それから、金融政策を更に緩めるということは、これは為替相場を円安にする一つの要因ではあるけれども、介入を大量にかつてしたときにも不胎化方針をとっていた訳であるが、他の面で十分潤沢な資金を供給してきた。これは日銀が何故不胎化してきたのかという問いにもなろうかと思うが、先進国の中央銀行は殆ど共通に不胎化方針でやってきている。
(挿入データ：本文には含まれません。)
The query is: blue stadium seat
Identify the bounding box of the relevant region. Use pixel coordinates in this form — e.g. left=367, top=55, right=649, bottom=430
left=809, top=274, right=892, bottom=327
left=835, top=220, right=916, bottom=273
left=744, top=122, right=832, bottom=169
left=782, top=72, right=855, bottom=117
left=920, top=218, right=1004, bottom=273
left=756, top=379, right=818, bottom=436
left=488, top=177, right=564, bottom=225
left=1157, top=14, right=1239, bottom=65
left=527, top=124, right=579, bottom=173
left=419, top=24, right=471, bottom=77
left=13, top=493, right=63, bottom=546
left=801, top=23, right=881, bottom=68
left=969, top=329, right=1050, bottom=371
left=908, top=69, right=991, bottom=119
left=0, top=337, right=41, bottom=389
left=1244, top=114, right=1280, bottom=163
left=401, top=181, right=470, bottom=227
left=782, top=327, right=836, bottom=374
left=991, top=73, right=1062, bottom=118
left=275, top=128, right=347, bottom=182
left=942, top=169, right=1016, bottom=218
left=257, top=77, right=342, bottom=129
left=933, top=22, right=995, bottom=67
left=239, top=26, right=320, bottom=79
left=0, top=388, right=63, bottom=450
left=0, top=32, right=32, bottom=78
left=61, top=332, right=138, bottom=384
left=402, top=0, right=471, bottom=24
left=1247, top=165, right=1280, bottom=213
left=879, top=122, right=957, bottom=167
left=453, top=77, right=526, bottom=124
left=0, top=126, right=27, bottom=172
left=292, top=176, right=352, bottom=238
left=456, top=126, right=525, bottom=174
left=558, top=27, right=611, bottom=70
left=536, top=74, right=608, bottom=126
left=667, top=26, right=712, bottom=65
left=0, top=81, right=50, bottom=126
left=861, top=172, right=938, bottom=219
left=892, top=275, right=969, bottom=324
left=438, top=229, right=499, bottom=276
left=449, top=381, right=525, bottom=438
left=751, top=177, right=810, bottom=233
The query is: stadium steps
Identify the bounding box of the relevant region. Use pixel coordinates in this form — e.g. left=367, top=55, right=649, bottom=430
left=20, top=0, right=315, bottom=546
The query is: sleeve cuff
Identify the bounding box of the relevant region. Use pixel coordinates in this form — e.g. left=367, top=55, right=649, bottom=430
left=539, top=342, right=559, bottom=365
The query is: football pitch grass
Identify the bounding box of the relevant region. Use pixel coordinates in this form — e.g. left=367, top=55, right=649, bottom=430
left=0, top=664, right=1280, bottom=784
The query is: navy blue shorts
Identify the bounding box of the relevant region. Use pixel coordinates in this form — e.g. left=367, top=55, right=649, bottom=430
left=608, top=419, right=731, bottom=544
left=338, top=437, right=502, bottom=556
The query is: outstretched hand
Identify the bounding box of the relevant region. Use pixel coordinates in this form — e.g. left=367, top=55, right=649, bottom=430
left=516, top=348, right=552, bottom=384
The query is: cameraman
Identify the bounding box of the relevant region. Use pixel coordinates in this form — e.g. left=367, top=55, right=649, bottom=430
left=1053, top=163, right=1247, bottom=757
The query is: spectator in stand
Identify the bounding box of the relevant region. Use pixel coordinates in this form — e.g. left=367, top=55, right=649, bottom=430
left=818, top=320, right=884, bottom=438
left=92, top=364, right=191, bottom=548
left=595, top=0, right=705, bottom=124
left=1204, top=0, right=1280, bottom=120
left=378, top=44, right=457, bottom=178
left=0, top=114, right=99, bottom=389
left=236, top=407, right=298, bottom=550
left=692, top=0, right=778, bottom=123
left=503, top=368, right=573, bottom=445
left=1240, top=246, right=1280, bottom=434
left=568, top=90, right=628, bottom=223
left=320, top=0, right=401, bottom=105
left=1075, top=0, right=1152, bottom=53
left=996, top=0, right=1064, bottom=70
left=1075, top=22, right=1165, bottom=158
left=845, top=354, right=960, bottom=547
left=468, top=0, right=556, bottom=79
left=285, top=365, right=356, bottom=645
一層潤沢な資金の供給を行うべきであるという考え方があるのかもしれないけれども、今ゼロ金利政策の下で金融機関の短期の資金需要を全て満たすような資金供給を行っている訳で、そういう状況の下では介入を不胎化しないことによって、追加的な資金を供給するといったような効果は乏しいものだと思う。言い換えれば、日本銀行は不胎化しない介入といった主張が念頭に置いている以上の潤沢な資金供給を既に実施してきているというふうにご理解頂ければと思う。この辺のところは、私自身、海外主要国の中央銀行にも十分説明して理解を得ている。

【問】

今の発言は、今回も不胎化するという意味か。先週金曜日の介入については明日決済日が来るが、明日のオペで吸収するということか。

【答】

不胎化介入を続けている訳である。資金の供給は十分他の面で行っている訳だから、通常の介入で良いと思っている。

【問】

9月8日に2000年問題に関連して、コール金利が上昇することがあったが、先般の金融政策決定会合で2000年問題に絡んで何か話は出たのか。

【答】

会合では特に出なかったが、9月9日という日が前から一つマークされていた訳で、何が起こるのかと思っていたら、やはり心配からあのような一時的な混乱──混乱と言っていいのか分からないが、金利が上昇した──が起こったりしたが、結果としては何も起こらないで、極めて平静に戻ってきている。むしろ金利はその頃よりも下がってきている訳である。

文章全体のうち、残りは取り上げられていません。